TÁXIS SIM, UBER TAMBÉM!

Há cerca de dois meses queria ir para a estação de Campanhã e chamei um Uber. O motorista sugeriu deixar-me nas traseiras, uma vez que “era uma zona perigosa” e um colega seu fora atacado lá. Na semana passada, os taxistas foram para a rua manifestar-se e não um, mas vários motoristas e clientes Uber foram atingidos com ovos e pedras, bem como as suas viaturas.

Lembro-me de sempre me ensinarem que com certas atitudes podíamos perder a razão e creio que é o que tem vindo a acontecer com os taxistas em Portugal. Entendo que não seja fácil lidar com concorrência tão forte numa área que até há bem pouco tempo era só sua, no entanto a violência não deve ser a resposta.

Sinto-me confortável a viajar de Uber, mas, sobretudo, segura. Sei quem é o motorista que me está a levar ao meu destino, esse registo fica na minha conta e posso escolher a rota que quero. O preço é outro fator agradável, porque não se paga uma taxa de quase 4 euros e é possível viajar mais barato. Além disso, é possível acompanhar o percurso no telemóvel e se a rota não nos parecer a mais favorável só temos que o comunicar ao motorista. Não se paga nada por levar bagagem na mala, é possível fazer estimativas de preço para não ter surpresas, e os recibos da viagem vão diretamente para o e-mail.
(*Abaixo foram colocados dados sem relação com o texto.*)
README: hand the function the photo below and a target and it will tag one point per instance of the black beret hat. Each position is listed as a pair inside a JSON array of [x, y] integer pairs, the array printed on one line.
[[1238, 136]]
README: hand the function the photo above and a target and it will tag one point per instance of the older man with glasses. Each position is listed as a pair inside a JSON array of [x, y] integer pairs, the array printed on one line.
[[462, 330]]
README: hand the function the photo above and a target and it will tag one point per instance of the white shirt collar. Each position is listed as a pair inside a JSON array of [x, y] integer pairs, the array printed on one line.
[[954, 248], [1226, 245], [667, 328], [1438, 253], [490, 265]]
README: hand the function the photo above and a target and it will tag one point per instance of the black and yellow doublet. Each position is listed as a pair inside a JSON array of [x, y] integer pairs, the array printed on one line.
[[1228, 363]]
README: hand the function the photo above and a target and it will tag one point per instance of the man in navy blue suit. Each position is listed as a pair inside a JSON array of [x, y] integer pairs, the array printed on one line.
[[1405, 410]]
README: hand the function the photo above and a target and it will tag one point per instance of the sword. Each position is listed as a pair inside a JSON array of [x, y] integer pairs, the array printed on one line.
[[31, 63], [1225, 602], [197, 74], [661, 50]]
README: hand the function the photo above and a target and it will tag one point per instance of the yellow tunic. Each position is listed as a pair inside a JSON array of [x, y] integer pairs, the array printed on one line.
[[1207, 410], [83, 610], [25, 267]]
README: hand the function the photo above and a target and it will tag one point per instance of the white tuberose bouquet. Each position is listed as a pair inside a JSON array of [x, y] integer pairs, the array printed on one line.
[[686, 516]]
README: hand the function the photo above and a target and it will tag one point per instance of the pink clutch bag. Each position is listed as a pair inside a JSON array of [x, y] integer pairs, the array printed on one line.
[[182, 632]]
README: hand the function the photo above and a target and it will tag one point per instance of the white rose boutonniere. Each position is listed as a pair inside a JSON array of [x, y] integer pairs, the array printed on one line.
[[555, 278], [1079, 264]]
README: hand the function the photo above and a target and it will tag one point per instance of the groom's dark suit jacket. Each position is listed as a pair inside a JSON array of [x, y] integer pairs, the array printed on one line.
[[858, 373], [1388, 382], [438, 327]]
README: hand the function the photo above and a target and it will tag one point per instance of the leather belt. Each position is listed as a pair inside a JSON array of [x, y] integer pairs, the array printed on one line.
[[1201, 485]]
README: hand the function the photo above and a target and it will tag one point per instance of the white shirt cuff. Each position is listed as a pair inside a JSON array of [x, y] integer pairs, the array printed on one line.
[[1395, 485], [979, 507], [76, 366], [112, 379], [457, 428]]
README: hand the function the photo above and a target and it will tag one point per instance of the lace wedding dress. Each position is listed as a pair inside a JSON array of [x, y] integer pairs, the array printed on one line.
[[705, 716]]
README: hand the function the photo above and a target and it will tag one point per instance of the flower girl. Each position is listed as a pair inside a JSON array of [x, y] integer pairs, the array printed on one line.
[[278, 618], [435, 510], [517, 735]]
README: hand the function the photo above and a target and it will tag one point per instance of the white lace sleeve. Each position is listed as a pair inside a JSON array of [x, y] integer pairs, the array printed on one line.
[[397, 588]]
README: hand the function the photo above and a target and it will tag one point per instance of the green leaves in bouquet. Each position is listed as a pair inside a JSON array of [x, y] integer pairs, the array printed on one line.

A simpatia dos motoristas é de louvar – são capazes de tornar o nosso dia melhor apenas com um sorriso, com um “quer que mude de música?” ou com um simples “quer que desligue o ar condicionado?”. Os motoristas da Uber preocupam-se com o nosso bem- estar e eu gosto disso.

Não quero atribuir culpas a ninguém, mas acredito que seja necessário acalmar os ânimos e agir. Os taxistas devem melhorar os seus serviços. São poucos os negócios que não têm concorrência. É algo que acontece naturalmente e o processo a seguir é melhorar a qualidade dos nossos serviços para conseguirmos fazer frente aos concorrentes. Acredito que é por aí que os taxistas devem ir. Fazer marchas anti-uber onde se magoa pessoas e danifica viaturas não é uma ação, é antes uma reação desnecessária.

Por outro lado, a Uber não é senhora da razão nesta história. Ainda há mitos de que a sua sede é na Holanda e, assim, não paga impostos em Portugal, daí ser possível oferecer aos clientes serviços a um preço tão baixo. E como agir perante informações deste género? Ser transparente e  mostrar as coisas como realmente são. Só assim será possível conseguir a confiança de todos.

Não acho que seja necessário acabar com a Uber e muito menos com os táxis. Acredito que é possível o negócio dos táxis atualizar-se e conseguir oferecer aquilo que um cliente em 2016 considera essencial: conforto, simpatia, bons preços e claro, wi-fi. Por isso, táxis sim, mas Uber também!